Most of the year, they are teammates on the great French club, Olympique Lyonnais. Here, on a wind-whipped winter day along Wellington Harbor, with first place in Group E on the line, they were adversaries.
While receiving treatment, Horan fumed. “Unfortunately, I did not take it in a good way,” Horan said with a grin. “I got a little heated and she got to hear it.”
Julie Ertz and others tried calming her down.
“Lins, please, just don’t get another yellow card,” Ertz said. Horan had received a card in the opener last weekend, and if she were to lose her cool and get another yellow, she’d miss the group finale.
“Just score this goal,” Ertz said, “to shut everyone up.”
A moment later, Horan channeled contempt into a 62nd-minute header off Rose Lavelle’s corner kick. The teams finished in a 1-1 draw, leaving both well-positioned to qualify for the round of 16 when group play concludes Tuesday.
Following this match, van de Donk was explaining what had happened, in Dutch and English, when Horan walked behind her and gave her a playful push or pinch. They glanced at each other and laughed.
They had embraced on the field after the final whistle, too.
No hard feelings. Just hard tackles. “It was just a duel on the sideline that I won. She is a bit like me; she got a bit feisty,” van de Donk said. “We just had a little talk.”
Horan had the final say, though. “That’s where you get the best football from Lindsey,” Horan said of the episode motivating her.
“She gets fouled, kicked, hurt and obviously it’s a very difficult moment,” U.S. Coach Vlatko Andonovski said. “And instead of crying about it, she just goes and makes a statement and basically shows everyone where the direction of the game is going to take.”
The U.S. team fed off Horan’s goal.
“You could feel the shift in the game and you could feel us gaining the momentum,” defender Naomi Girma said.
Although the Americans did not score again, despite numerous opportunities, the second-half response left them in a good mind-set heading into Tuesday’s match against Portugal (1-1-0) in Auckland.

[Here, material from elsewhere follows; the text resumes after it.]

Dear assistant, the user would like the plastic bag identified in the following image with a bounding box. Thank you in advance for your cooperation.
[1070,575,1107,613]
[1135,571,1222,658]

They and the Netherlands are tied with four points apiece, but the United States has the edge in the first tiebreaker: goal differential (plus-3 vs. plus-1). The Dutch will close against Vietnam (0-2-0). The reward for finishing first is getting to probably dodge Sweden in the round of 16.
Aside from Horan’s goal, the U.S. delegation was heartened by the overall response after a troublesome first half in which Jill Roord scored early.
“We saw them break us down quite a few times in the first half,” forward Alex Morgan said. “It didn’t really happen in the second half that much.”
In the second half, the U.S. team was “attacking wave after wave after wave,” Morgan said. “I feel like that was important. We didn’t get what we wanted — just three points — but it’s an important piece to this journey that both the veterans and the new players kind of needed.”
The first pivotal moment came at the start of the second half, when Andonovski inserted midfielder Rose Lavelle, whose creativity, vision and footwork brought a fresh attacking dimension.
The U.S. team needs her influence. In the first half Thursday, it struggled to sustain meaningful possession and did not create many quality opportunities for top-scorer Morgan and winger Sophia Smith, who scored twice against Vietnam.
It finished with an 18-4 shot advantage but only four were on target. The corner kick count was 11-1.
This almost-empty performance came five days after a maddening number of missed chances against badly overmatched Vietnam. Over two matches, the United States has scored four goals.
Playing from behind, though, offered lessons in resiliency. Not since the 1999 quarterfinals had the United States recovered from a halftime deficit to earn a victory or draw.
“It’s one thing to have an experienced team and to do that, but it’s a lot bigger with a younger team,” Andonovski said.
Added Horan: “It’s great for us to have this in the group stage to feel that kind of pressure. Now we move forward.”